Jim Roberts and colleagues inhaled petrochemical fumes and navigated between ships and oil platforms in order to understand halogen chemistry in the Houston area and along the Texas coast.
After a magnitude 8.1 earthquake caused a deadly tsunami in the Solomon Islands, Fred Taylor and colleagues rushed to the epicentral area to learn about rupture across a subducting triple junction.
Beth Shaw and colleagues found the corals they were sampling being used as wall decorations, and braved nudist beaches in full field gear to understand the AD 365 earthquake.

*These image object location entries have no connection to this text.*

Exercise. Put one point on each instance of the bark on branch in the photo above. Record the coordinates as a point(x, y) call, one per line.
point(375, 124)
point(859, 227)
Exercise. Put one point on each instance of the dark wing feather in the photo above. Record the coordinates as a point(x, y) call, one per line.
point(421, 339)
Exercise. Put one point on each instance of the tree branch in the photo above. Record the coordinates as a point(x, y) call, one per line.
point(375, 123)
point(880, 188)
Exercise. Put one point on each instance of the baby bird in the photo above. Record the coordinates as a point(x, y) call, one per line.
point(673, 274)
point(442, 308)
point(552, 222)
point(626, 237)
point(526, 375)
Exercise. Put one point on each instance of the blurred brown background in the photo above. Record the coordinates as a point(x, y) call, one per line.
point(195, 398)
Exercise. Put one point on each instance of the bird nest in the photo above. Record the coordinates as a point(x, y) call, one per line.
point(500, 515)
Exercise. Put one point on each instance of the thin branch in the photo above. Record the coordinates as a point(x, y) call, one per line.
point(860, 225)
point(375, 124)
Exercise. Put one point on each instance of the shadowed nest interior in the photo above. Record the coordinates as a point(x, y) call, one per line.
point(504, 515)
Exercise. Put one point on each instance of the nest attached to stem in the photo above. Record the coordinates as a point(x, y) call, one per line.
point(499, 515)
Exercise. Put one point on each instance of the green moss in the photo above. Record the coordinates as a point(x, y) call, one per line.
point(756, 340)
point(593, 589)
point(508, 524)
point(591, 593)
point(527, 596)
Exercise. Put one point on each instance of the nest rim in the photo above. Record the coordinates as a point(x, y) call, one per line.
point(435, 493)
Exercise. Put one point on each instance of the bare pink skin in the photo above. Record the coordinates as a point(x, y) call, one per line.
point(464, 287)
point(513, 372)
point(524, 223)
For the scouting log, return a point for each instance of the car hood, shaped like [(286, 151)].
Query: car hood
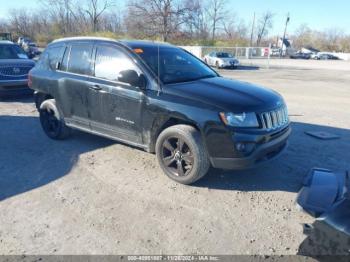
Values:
[(16, 62), (230, 95)]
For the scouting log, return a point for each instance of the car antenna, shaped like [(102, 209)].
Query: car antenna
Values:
[(158, 80)]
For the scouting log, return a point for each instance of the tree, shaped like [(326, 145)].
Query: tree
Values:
[(195, 21), (156, 17), (94, 9), (217, 14), (264, 25)]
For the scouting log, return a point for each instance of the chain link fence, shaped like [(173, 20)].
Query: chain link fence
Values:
[(239, 52)]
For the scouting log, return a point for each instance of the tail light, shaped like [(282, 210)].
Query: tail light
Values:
[(30, 82)]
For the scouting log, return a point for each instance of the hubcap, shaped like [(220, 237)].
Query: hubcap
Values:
[(177, 156), (50, 122)]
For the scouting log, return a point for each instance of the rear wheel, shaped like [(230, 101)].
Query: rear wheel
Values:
[(51, 120), (181, 154)]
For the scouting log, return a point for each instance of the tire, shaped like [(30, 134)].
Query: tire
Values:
[(181, 154), (52, 121)]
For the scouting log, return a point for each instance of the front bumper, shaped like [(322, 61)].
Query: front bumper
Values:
[(14, 87), (261, 153)]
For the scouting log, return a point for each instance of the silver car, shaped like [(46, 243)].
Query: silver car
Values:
[(221, 60)]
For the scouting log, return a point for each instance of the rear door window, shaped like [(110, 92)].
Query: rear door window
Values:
[(79, 61), (110, 61), (55, 56)]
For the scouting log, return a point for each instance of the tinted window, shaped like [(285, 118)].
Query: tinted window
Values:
[(55, 55), (12, 52), (110, 62), (175, 65), (80, 59)]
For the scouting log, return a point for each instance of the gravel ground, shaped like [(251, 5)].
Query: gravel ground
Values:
[(90, 195)]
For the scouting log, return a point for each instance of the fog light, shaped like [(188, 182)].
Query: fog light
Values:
[(245, 147), (240, 147)]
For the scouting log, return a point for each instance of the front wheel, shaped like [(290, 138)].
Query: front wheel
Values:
[(181, 154)]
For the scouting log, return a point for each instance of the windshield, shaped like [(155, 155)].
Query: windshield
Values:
[(224, 55), (12, 52), (175, 65)]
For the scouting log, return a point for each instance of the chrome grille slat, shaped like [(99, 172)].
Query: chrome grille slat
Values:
[(274, 119)]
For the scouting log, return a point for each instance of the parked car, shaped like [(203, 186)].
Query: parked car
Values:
[(22, 40), (300, 55), (160, 98), (221, 60), (326, 196), (14, 68), (326, 57), (6, 37), (31, 49)]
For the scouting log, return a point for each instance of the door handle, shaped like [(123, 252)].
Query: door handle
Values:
[(96, 87)]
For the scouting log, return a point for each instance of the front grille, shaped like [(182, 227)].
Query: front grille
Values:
[(16, 70), (274, 119)]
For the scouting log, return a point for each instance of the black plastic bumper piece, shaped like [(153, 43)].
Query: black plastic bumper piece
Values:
[(262, 153)]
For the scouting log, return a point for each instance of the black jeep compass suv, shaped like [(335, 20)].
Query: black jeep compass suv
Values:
[(160, 98)]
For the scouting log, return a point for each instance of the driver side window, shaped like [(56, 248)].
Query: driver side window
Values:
[(111, 62)]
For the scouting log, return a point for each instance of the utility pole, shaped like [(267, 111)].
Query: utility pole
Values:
[(285, 31), (252, 34)]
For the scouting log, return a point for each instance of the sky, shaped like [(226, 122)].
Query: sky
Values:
[(317, 14)]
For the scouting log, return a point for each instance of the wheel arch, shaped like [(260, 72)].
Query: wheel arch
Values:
[(158, 128), (40, 97)]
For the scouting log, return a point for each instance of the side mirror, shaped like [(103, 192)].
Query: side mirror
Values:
[(131, 77)]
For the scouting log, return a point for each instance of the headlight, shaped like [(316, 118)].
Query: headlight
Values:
[(240, 119)]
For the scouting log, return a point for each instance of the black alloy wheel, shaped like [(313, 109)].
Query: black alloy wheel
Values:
[(177, 156)]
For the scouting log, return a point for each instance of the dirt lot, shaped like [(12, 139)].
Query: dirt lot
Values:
[(89, 195)]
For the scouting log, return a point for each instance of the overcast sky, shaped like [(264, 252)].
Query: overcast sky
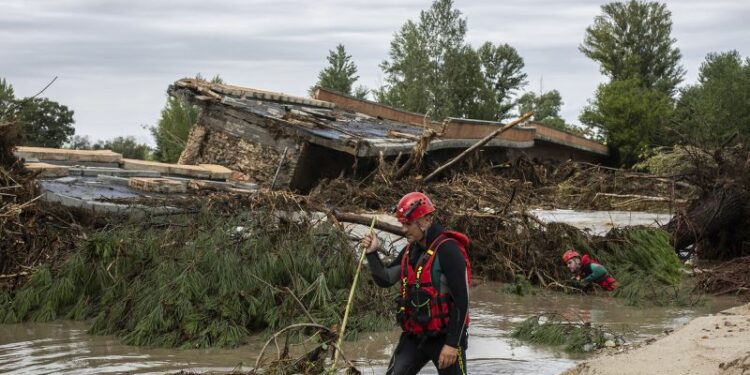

Torbjörn Törnqvist and several teams of students ventured into the wilds of the Louisiana coast to investigate Mississippi Delta sediments, armed with only a hand-corer and a fifteen-year-old station wagon.
Patrick Lajeunesse and colleagues enjoyed the picturesque environment of Hudson Bay while mapping its floor in order to understand the nature of the catastrophic outburst flood of Lake Agassiz-Ojibway.
Beneath the dust and hummock grass of the remote Pilbara region of Western Australia, Pascal Philippot and Martin Van Kranendonk searched for signs of ancient life in some of the oldest rocks recovered on Earth.
Kate Moran and Jan Backman took an ice-hardened drillship, two icebreakers and two helicopters to the high Arctic to recover many million-year-old sediments from the Lomonosov Ridge.